Editors' note: This exclusive piece from Club for Growth President Pat Toomey first appeared in the April 2009 issue of Townhall Magazine. Click here to subscribe and receive your free copy Mark Levin’s new book, “Liberty & Tyranny.”
If there is one thing to be learned from the debate over President Barack Obama’s $789 billion stimulus bill, it is that calling legislation a “compromise” does not actually make it a compromise. Of course, that doesn’t stop Republican Sens. Arlen Specter, Pa., Olympia Snowe, Maine, and Susan Collins, Maine, from running around town calling it as much.
In mid-February, these three “moderate” Republicans joined with their Democratic colleagues in pushing Obama’s stimulus package through Congress. While they touted the bill as a compromise, the final version changed little from the original.
Defending his support for the bill, Specter cited President John Kennedy, who used to say, “In politics, nobody gets everything, nobody gets nothing and everybody gets something.” But the final stimulus bill did not fit Kennedy’s description of a compromise. Looking at the final bill, one has to ask: What did Democrats sacrifice? And what did Republicans get? Most importantly, what are the American taxpayers who will be footing this bill receiving in the alleged negotiation process?
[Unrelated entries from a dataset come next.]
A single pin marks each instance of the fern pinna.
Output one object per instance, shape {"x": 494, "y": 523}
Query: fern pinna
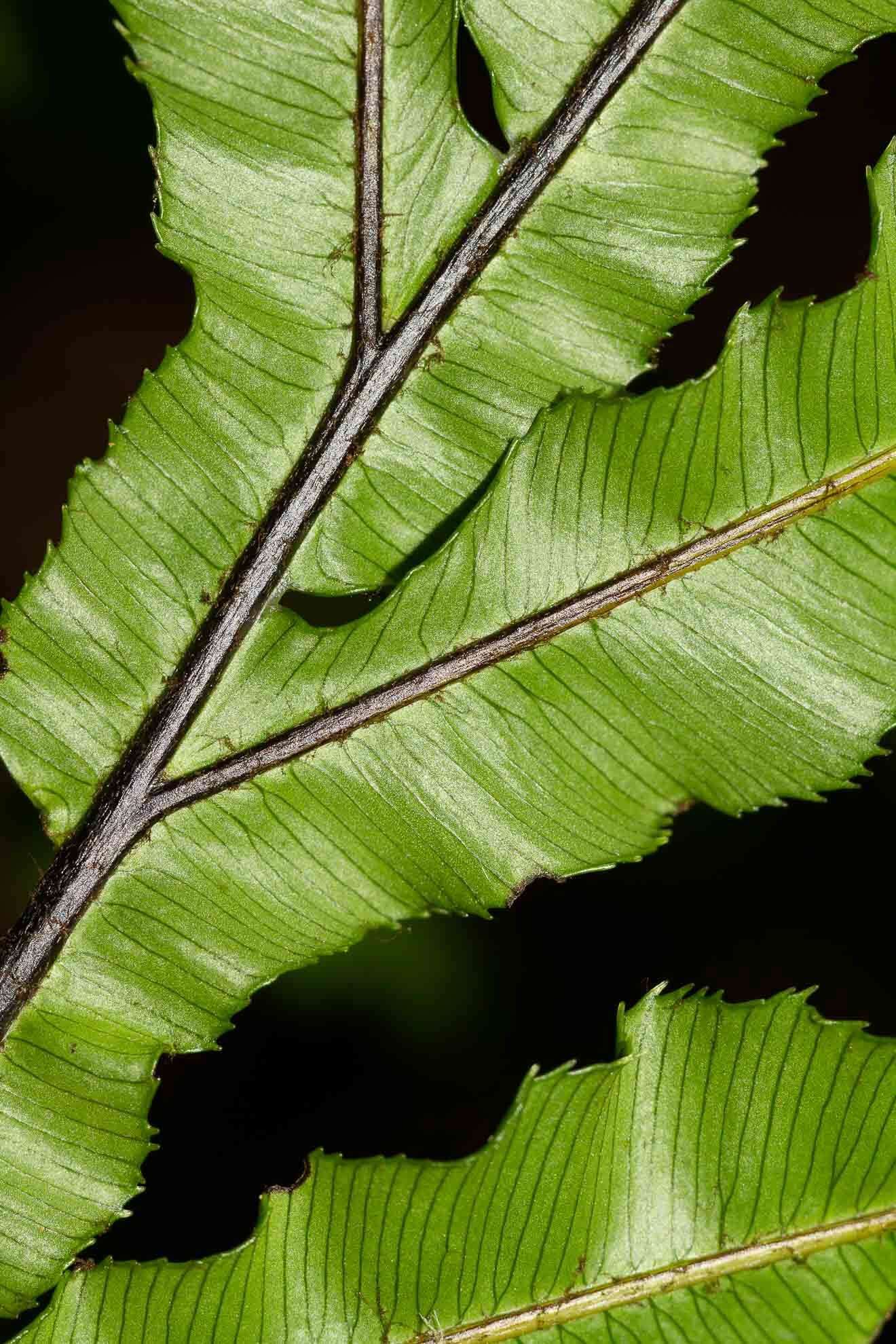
{"x": 686, "y": 595}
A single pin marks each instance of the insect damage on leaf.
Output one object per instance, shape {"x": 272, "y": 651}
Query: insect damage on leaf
{"x": 578, "y": 633}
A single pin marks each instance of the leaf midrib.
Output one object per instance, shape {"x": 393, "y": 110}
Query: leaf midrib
{"x": 538, "y": 628}
{"x": 123, "y": 808}
{"x": 582, "y": 1304}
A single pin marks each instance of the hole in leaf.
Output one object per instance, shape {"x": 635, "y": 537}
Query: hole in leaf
{"x": 417, "y": 1041}
{"x": 324, "y": 610}
{"x": 474, "y": 89}
{"x": 812, "y": 231}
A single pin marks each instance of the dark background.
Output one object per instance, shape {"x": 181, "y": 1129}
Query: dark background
{"x": 415, "y": 1041}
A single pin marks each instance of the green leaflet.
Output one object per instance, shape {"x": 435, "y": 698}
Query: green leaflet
{"x": 768, "y": 673}
{"x": 594, "y": 489}
{"x": 720, "y": 1128}
{"x": 741, "y": 684}
{"x": 256, "y": 155}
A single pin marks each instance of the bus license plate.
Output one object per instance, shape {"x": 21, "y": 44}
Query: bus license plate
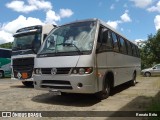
{"x": 55, "y": 92}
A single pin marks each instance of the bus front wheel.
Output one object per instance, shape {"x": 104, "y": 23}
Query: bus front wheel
{"x": 1, "y": 74}
{"x": 27, "y": 83}
{"x": 105, "y": 92}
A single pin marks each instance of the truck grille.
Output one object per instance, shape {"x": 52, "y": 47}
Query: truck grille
{"x": 59, "y": 70}
{"x": 56, "y": 84}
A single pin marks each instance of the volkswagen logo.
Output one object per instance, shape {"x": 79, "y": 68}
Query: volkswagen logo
{"x": 53, "y": 71}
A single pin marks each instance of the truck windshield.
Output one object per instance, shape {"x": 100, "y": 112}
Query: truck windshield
{"x": 26, "y": 41}
{"x": 71, "y": 38}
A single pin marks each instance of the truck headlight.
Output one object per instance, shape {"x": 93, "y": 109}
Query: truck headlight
{"x": 37, "y": 71}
The answer: not much. The bill Obama signed to the “oohs” and “ahhs” of the adoring media remains as fundamentally fl awed as the preceding versions. While Congress shaved off several billion dollars in conference, $789 billion is still a hefty price tag, especially when the country is already burdened by $10.8 trillion in national debt. Like the House and Senate bills, the final bill was stuffed with wasteful projects that don’t have anything to do with stimulating the economy and with programs to further the Democrats’ welfare wish list. White House Chief of Staff Rahm Emanuel admitted as much. Early in the stimulus debate, he said, “You never want a serious crisis to go to waste. And what I mean by that is an opportunity to do things you think you could not do before.”
In the end, the support from the three “moderates” was crucial to passing the stimulus bill. Because of Sen. Ted Kennedy’s absence, the GOP needed only one more Senate vote to mount a sustainable filibuster. Had even one of the apostates stood strong, Republicans would have been able to fashion a genuine compromise bill.
After all, without the votes in the Senate, President Obama and congressional Democrats would have been forced to go back to the drawing board and actually listen to Republicans. A true compromise would have certainly included plenty of wasteful spending, but it would have also included tax cuts that would actually help our economic recovery. Instead, Specter, Snowe and Collins snatched defeat from the jaws of victory.
The stimulus bill was only the first test of the Republican unity in Congress. President Obama has since announced a bailout of the housing industry and is already talking about the prospect of a second stimulus bill. We also have “card check” and cap-and trade legislation to look forward to in the coming months. And don’t forget Obama’s big plans to remake our health care system in Europe’s image.
The Republican Party’s ability to mount a filibuster is its only weapon in seeking true compromises with the Obama administration. Throughout the campaign trail, the president talked about bipartisanship and change. The Republican Party cannot suffer defectors if it wants to make Obama live up to his campaign pledges.
If the GOP cannot unite, then the stimulus bill will not be the only defeat Republicans will snatch away from the Democrats.